[ オピニオン ]
(2019/7/31 05:00)
東芝メモリホールディングスが社名を「キオクシアホールディングス」に10月1日付で変更する。2018年6月に米ベインキャピタル中心の日米韓企業連合に買収されたが、今回の社名変更で名実ともに東芝グループから離れることになる。ただ、名門企業の看板を名残惜しむ暇はない。
まず、NAND型フラッシュメモリー市況の低迷だ。18年後半から価格が下落し、足元でも底を打ったとは言いがたい。例年は年末商戦に向けてスマートフォンやパソコン新商品向けの供給が本格化する夏場から価格が急回復するはず。ただ、19年は不透明さが強い。
米中貿易摩擦による中国の景気減速に加えて、米国政府による中国通信機器最大手の華為技術(ファーウェイ)への輸出禁止措置の行方も定まらない。同社は東芝メモリにとって大口顧客の1社だ。
一方で、日本政府による韓国への半導体材料輸出規制は、ライバルの韓国・サムスン電子に影響を与えるため、東芝メモリは漁夫の利を得られるかもしれない。これらの市況の波乱要因が多く、また複雑に絡み合って先が見えない状態だ。
独立前から事業を引っ張ってきた成毛康雄社長の病気療養入りも心配だ。9月に復帰する予定だが、年内の株式上場が厳しくなり正念場を迎えての求心力の低下が懸念される。
東芝の看板を下ろす今こそ、真のグローバル企業へ生まれ変わる好機だ。ファーウェイ以外の中国新興スマートフォンメーカーなどを開拓するとともに、米中摩擦の間隙(かんげき)を縫ってファーウェイとの取引を増やすしたたかさも必要だろう。

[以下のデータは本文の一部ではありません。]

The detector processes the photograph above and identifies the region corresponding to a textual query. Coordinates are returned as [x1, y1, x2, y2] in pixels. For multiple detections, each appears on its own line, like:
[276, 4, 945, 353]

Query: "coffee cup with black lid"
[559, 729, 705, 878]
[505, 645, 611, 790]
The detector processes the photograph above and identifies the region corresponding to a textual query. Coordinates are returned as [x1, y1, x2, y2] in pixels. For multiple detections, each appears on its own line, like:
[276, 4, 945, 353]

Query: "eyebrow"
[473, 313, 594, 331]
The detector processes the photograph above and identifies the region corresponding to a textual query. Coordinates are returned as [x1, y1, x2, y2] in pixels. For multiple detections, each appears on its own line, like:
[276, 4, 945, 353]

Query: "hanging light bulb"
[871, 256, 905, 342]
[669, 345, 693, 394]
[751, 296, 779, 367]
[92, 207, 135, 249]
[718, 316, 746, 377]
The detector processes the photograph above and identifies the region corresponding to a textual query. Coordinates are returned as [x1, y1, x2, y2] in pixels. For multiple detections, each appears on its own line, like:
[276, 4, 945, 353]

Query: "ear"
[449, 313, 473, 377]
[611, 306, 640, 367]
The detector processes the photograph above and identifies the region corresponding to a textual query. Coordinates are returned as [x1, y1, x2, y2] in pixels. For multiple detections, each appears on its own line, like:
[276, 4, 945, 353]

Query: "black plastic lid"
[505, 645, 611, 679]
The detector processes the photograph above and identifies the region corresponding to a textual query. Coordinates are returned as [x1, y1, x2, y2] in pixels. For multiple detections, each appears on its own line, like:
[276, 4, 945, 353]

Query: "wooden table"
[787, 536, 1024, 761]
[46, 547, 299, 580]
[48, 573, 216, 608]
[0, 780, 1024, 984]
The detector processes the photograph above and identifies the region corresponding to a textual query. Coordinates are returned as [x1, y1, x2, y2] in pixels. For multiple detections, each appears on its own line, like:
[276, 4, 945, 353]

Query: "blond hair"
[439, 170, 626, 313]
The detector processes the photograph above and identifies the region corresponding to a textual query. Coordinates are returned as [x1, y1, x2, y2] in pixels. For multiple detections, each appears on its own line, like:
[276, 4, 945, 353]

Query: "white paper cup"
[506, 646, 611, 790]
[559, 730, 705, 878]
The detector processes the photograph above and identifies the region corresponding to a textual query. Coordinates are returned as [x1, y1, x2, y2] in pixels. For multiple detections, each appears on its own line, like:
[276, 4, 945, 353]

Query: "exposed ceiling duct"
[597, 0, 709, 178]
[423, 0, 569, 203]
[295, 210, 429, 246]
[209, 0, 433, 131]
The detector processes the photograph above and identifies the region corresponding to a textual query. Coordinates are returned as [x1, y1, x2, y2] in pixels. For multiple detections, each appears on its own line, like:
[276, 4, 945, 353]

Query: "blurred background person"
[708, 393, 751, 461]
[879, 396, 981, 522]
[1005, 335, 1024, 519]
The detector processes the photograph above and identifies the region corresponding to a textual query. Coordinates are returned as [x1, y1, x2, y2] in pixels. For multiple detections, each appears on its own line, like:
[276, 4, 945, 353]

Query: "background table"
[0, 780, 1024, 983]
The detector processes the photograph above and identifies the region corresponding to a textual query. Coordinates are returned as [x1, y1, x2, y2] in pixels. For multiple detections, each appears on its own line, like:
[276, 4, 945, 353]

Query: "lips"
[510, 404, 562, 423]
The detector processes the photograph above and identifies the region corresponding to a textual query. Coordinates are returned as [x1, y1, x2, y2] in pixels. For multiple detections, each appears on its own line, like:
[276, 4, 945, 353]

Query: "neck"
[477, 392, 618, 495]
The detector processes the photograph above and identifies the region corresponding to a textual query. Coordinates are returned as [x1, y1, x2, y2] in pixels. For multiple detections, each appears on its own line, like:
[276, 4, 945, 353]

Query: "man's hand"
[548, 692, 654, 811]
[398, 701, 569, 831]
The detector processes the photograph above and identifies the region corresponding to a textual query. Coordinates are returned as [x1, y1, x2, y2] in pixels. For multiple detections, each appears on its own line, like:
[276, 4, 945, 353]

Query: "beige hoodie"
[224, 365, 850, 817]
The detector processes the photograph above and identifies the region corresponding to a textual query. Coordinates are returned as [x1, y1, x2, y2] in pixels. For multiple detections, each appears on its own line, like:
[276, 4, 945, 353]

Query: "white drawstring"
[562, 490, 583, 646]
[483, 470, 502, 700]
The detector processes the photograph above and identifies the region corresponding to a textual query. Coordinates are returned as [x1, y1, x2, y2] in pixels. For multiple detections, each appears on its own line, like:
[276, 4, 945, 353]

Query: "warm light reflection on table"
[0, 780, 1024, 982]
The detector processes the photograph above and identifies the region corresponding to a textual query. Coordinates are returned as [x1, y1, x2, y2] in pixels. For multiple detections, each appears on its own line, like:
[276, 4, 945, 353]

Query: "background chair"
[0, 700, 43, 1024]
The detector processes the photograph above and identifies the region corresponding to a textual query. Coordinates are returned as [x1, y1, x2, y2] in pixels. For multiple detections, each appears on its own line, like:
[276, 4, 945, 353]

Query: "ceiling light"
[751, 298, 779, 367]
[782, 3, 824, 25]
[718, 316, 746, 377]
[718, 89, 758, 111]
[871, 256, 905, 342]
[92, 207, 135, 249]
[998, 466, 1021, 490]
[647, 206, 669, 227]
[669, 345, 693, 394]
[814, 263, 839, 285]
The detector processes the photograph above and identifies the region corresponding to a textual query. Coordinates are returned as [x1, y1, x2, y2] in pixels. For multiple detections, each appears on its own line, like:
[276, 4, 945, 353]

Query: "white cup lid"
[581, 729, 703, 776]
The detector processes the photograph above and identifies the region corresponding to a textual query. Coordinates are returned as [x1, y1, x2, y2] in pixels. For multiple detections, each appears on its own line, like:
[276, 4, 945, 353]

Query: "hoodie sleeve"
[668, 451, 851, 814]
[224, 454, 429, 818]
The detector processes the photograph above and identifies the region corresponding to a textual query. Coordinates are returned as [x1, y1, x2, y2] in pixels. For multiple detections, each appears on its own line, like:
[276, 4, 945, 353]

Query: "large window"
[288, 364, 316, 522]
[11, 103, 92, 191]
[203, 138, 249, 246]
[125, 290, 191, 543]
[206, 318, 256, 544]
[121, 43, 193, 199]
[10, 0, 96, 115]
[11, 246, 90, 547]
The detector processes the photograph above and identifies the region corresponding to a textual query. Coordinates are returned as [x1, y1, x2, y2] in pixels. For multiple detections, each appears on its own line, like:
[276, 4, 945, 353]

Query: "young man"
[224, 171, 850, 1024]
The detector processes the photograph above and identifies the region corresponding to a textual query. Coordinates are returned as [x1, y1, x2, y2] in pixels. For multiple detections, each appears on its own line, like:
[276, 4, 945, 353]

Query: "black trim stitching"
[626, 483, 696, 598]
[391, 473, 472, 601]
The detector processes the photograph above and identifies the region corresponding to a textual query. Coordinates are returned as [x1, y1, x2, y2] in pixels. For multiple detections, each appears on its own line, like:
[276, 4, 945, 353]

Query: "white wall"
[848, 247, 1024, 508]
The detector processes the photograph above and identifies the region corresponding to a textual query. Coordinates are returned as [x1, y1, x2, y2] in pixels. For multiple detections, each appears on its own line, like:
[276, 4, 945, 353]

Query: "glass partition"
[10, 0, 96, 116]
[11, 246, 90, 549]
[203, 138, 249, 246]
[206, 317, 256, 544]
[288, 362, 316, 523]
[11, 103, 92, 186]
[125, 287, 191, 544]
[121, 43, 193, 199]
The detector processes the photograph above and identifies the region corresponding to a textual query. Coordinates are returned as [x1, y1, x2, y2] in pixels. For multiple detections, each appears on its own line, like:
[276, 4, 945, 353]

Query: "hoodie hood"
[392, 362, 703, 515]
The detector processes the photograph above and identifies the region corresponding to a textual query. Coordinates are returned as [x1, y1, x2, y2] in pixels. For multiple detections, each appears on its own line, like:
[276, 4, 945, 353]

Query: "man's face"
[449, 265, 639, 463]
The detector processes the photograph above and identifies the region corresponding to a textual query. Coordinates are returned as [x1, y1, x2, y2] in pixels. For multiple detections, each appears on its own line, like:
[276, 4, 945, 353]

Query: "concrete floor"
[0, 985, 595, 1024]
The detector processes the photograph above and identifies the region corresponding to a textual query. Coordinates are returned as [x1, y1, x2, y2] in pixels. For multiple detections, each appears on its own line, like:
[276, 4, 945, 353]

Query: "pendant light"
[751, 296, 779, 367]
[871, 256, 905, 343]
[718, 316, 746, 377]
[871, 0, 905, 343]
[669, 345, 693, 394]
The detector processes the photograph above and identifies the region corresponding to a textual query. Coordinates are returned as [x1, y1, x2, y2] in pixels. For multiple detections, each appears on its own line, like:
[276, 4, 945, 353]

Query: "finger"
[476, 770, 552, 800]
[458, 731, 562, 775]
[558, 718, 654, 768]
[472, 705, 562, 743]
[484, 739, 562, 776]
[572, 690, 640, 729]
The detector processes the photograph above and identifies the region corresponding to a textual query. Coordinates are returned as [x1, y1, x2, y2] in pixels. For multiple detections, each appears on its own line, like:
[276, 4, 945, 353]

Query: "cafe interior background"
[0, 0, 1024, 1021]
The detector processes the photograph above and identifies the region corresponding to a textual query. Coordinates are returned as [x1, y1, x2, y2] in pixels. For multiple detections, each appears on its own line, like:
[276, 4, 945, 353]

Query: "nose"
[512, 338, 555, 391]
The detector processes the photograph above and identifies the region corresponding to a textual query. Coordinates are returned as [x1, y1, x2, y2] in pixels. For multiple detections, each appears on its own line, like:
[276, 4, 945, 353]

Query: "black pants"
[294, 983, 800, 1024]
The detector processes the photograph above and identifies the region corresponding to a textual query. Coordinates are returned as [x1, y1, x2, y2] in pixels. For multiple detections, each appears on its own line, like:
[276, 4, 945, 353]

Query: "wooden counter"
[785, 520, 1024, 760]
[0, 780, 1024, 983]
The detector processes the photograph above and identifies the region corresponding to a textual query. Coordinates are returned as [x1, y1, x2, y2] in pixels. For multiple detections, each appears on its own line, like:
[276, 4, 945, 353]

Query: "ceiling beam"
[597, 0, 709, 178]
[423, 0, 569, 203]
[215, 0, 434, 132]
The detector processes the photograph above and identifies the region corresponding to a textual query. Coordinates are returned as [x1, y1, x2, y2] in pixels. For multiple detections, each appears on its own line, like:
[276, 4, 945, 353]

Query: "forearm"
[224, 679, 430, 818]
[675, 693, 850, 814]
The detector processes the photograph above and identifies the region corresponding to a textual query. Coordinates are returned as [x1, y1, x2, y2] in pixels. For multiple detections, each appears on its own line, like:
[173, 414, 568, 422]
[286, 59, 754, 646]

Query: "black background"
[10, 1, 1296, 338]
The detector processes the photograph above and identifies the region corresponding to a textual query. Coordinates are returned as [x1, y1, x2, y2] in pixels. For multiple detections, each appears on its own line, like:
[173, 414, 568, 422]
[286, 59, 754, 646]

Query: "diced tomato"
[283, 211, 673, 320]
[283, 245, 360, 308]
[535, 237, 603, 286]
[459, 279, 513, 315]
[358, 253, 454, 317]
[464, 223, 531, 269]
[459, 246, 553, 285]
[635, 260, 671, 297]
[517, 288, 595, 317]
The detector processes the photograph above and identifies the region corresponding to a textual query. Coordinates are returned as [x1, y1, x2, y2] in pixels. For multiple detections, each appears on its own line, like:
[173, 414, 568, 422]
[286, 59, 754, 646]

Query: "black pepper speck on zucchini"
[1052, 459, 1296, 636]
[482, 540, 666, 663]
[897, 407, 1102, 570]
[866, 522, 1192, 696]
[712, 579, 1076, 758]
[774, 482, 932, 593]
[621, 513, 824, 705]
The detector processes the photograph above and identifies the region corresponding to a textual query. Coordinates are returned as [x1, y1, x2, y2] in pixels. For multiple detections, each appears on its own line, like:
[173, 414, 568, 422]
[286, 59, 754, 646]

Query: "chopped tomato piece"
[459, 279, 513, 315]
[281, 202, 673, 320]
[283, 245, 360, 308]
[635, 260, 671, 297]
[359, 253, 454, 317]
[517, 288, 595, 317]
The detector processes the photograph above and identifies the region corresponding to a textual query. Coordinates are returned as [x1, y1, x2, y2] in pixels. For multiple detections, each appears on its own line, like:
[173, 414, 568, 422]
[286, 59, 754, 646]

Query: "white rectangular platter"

キオクシアとは、日本語の記憶とギリシャ語のアクシア(価値)を組み合わせた造語だ。東芝メモリの英語表記の略語であるTMCなど候補は他にもあったものの、国内外の商標登録などの関係でキオクシアに落ち着いたようだ。現在はまだ耳慣れないが、半導体メモリー事業のさらなる成長に応じて、新社名も人々の頭に記憶される日が来るはずだ。